As I’m sure you know, engines typically generates plenty of noise while they’re operating. Noise is pretty much inevitable considering engines run off of thousands of small controlled explosions per minute. The fundamental purpose of an exhaust system is route the potentially dangerous exhaust gases away from the cab of the vehicle, however, a straight exhaust without any sound damping/reduction is very loud. For this reason, mufflers were built specifically to reduce the noise produced by the car’s exhaust system. Exhaust resonators, on the other hand, fine-tune the exhaust sound rather than decrease its overall volume.
What are Resonators?
Resonators are basically chambers which look like mufflers, however, they are typically quite a bit smaller than a muffler. They are in charge of helping ease out a portion of the noise generated by the engine and they also remove certain frequencies of the exhaust system to provide a better overall sound. Resonators are typically designed to create a type of sound wave that counteracts a specific sound frequency. The kind of frequency it counters will depend mainly on the car it’s installed on.
How Resonators Work
Car exhaust resonators are generally constructed from hollow steels of cylinder tubes. They are built just like acoustic resonators, which create “exhaust notes” that give the exhaust noise or more pleasurable tones. The sounds they create can be improved through the adjustment of exhaust notes.

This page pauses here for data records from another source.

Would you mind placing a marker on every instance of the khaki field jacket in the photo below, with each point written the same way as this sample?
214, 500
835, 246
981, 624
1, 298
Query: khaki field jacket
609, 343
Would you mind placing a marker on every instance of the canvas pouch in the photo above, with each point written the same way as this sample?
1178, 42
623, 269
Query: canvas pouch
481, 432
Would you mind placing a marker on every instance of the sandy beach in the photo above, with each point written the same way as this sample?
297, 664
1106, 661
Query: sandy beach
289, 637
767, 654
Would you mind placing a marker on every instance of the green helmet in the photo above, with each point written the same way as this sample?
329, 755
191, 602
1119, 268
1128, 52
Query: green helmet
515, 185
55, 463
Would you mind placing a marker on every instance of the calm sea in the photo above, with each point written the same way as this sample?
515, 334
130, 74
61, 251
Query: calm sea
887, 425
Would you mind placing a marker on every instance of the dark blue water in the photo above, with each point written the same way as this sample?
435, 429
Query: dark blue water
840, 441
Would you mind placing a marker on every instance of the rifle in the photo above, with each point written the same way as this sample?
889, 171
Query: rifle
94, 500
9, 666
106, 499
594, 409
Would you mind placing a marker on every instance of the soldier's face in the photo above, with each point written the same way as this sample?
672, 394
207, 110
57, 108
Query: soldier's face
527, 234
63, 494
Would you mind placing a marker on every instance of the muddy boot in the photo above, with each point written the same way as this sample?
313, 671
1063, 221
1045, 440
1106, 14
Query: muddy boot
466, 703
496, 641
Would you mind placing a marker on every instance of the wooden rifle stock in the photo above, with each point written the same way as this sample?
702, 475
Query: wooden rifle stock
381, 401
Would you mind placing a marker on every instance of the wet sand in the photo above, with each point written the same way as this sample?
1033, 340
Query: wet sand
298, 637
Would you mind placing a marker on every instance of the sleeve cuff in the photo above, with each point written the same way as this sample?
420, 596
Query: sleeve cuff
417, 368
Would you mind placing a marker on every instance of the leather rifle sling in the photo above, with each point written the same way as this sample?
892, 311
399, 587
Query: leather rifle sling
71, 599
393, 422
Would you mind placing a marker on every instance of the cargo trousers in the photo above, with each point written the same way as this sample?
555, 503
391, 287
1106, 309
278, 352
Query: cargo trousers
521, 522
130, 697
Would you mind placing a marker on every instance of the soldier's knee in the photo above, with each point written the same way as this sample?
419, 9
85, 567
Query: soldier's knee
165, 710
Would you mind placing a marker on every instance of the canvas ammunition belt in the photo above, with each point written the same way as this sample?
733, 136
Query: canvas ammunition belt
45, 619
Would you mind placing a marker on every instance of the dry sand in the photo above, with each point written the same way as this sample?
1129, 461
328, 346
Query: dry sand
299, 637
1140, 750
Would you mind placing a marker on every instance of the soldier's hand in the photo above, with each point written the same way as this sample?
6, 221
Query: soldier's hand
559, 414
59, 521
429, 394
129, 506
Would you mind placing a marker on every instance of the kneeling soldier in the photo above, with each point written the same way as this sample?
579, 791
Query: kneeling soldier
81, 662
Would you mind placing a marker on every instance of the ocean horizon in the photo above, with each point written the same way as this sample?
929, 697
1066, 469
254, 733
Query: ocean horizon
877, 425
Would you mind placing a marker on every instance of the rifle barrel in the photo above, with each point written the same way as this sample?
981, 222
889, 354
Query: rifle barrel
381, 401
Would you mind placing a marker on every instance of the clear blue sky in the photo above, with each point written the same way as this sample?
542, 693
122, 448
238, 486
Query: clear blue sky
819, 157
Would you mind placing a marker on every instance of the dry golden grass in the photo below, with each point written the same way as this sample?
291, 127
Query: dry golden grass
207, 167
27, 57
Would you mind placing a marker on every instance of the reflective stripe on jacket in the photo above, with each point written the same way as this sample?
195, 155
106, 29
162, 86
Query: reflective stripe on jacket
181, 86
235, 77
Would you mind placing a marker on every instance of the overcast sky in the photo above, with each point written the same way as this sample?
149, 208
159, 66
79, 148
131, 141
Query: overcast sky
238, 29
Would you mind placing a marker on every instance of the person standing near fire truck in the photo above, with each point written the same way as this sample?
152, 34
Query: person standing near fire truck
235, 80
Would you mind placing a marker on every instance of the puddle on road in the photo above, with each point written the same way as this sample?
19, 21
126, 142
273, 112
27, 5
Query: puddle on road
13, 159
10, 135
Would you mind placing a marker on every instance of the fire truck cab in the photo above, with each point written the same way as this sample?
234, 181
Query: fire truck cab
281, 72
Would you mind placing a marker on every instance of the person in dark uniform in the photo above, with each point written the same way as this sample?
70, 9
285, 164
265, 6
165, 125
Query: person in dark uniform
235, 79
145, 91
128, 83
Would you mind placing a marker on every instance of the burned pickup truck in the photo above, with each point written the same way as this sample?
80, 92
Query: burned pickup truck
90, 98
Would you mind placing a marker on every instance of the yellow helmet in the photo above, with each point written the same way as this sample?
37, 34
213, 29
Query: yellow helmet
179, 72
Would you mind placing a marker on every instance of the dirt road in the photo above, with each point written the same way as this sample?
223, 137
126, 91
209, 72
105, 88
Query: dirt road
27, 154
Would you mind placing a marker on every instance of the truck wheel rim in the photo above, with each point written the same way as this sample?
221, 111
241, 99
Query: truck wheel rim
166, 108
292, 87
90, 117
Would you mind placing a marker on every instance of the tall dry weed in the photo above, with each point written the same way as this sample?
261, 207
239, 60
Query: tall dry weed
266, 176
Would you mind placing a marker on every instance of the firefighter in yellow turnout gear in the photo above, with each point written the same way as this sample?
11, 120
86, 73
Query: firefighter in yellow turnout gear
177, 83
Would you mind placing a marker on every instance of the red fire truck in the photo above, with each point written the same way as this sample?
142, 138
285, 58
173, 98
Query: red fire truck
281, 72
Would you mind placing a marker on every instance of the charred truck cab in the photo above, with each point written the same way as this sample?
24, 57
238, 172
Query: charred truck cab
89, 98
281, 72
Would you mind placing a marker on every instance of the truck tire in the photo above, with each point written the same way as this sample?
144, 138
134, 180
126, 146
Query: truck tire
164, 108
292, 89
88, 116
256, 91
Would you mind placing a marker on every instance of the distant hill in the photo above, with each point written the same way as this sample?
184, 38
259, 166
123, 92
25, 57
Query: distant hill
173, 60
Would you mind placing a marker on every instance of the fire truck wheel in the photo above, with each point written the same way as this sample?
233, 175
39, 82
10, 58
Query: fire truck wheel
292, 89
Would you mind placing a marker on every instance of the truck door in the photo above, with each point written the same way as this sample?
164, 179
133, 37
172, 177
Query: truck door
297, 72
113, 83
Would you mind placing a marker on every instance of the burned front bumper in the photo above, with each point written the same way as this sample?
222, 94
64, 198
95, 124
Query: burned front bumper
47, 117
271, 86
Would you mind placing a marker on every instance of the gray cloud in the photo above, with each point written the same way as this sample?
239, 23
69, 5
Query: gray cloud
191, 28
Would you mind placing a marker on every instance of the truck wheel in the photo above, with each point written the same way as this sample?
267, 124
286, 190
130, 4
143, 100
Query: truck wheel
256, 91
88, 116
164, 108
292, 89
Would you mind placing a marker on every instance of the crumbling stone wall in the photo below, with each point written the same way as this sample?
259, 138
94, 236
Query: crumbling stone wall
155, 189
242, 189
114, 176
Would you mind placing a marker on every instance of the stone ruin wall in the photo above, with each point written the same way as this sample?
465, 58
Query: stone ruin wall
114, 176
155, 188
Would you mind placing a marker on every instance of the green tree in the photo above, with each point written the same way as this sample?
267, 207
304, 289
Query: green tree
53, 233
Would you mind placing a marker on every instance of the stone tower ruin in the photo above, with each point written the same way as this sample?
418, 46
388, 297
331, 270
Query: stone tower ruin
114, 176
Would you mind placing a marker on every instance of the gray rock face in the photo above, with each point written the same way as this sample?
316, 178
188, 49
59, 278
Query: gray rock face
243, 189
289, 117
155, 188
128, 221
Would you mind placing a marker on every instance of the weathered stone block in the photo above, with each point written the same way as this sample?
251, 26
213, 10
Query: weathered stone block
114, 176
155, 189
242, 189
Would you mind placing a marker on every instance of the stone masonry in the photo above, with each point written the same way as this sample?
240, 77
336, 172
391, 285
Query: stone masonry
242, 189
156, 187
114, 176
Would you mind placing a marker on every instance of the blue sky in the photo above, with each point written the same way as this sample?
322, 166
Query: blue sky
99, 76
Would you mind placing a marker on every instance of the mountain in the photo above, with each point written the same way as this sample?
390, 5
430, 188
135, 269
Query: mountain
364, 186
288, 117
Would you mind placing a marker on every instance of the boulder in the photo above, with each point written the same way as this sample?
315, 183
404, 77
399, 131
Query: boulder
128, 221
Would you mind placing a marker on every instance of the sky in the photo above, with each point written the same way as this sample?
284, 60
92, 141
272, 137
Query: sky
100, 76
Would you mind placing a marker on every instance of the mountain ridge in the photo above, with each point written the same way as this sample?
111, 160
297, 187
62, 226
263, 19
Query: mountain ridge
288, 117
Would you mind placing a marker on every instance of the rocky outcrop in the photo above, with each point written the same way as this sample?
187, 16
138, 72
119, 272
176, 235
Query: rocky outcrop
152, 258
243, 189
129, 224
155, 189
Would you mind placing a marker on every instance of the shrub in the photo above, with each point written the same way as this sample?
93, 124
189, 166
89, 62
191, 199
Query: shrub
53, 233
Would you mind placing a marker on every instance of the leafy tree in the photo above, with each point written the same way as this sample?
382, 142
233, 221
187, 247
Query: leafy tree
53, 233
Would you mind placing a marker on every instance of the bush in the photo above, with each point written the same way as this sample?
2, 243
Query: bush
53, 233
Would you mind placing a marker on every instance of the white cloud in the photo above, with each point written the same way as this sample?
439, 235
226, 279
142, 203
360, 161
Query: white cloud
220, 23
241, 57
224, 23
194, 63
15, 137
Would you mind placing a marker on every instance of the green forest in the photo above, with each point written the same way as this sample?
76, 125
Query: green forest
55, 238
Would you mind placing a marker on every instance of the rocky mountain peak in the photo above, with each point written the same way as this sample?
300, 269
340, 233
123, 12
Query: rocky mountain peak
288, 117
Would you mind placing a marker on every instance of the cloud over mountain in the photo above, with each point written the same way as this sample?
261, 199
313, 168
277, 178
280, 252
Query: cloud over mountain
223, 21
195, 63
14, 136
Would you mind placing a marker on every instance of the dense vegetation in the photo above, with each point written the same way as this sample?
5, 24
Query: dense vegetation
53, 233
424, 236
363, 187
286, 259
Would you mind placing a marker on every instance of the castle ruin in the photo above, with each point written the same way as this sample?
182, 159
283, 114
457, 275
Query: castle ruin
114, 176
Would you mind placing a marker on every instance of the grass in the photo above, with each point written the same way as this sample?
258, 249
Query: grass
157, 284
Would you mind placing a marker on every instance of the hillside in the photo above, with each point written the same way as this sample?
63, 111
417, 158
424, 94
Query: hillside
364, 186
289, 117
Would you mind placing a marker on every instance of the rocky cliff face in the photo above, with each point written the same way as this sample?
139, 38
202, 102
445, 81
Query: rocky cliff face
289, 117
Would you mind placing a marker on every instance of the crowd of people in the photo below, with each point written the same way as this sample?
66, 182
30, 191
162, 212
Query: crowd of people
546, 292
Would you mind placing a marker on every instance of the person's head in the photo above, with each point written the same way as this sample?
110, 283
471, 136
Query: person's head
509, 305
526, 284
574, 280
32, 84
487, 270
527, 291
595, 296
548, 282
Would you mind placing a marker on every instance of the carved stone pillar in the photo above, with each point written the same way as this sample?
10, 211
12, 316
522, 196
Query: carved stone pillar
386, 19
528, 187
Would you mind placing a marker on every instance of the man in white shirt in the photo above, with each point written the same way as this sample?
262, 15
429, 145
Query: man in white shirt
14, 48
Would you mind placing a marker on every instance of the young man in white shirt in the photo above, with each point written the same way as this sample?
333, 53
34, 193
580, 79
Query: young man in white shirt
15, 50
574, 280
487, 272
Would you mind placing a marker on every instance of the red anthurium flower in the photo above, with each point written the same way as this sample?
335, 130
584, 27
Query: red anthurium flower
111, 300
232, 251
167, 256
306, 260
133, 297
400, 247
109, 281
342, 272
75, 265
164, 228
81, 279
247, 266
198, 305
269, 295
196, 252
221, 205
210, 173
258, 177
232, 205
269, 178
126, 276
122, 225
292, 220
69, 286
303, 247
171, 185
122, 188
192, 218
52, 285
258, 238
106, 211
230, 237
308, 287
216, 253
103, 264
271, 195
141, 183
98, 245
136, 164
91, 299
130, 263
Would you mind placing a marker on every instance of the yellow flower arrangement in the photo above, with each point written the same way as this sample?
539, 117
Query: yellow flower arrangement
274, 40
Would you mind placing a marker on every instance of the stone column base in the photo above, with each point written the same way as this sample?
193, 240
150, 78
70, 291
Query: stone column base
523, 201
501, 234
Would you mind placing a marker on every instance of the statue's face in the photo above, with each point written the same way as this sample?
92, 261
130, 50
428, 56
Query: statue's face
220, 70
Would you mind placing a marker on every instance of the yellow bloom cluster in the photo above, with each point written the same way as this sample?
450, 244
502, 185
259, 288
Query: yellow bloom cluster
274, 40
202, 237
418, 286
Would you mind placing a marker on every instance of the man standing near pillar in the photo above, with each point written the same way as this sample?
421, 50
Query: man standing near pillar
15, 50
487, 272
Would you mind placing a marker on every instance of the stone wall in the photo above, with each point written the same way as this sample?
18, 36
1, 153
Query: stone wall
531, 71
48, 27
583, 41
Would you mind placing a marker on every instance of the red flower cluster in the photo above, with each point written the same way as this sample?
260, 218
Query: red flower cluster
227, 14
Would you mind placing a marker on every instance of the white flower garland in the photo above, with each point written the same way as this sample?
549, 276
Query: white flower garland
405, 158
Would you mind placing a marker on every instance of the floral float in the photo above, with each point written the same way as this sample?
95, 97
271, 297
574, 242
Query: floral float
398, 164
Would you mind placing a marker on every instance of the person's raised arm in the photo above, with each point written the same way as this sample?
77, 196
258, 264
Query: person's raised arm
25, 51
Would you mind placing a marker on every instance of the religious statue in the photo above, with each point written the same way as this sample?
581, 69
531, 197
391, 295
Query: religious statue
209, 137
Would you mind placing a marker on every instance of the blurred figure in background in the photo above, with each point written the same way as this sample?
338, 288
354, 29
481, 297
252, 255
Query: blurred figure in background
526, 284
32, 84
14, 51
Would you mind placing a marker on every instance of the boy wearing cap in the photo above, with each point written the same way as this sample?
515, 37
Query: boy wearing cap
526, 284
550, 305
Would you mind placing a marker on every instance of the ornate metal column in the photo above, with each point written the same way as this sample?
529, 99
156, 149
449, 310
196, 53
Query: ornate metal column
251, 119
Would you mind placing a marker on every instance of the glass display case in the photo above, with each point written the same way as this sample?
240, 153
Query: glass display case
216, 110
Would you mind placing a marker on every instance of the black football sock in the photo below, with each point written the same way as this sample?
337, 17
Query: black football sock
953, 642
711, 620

These accessories are typically ad-on elements of an exhaust system. They are installed alongside the muffler in the exhaust pipe and work to reduce exhaust noise. Exhaust noise will pass through the resonating chamber, which then alters the sound to bring about destructive interference so it can then be countered by the opposing sound waves.
Although the main function of a resonator is to improve the sound of the exhaust, it also has some performance benefits. When an exhaust pulse comes through the exhaust system, it creates a low-pressure area behind it. With a good design, this low-pressure area can help pull the exhaust pulses behind it. This is known as scavenging and a well-designed resonator will greatly improve scavenging efficiency which leads to much greater flow.
Resonator Support System
Besides exhaust resonators, catalytic converters likewise play an integral role in the overall exhaust system. It aids the muffler complete its job in mitigating exhaust noise. But instead of countering each other’s sound waves, the two work together to limit the sound generated by the exhaust pipe.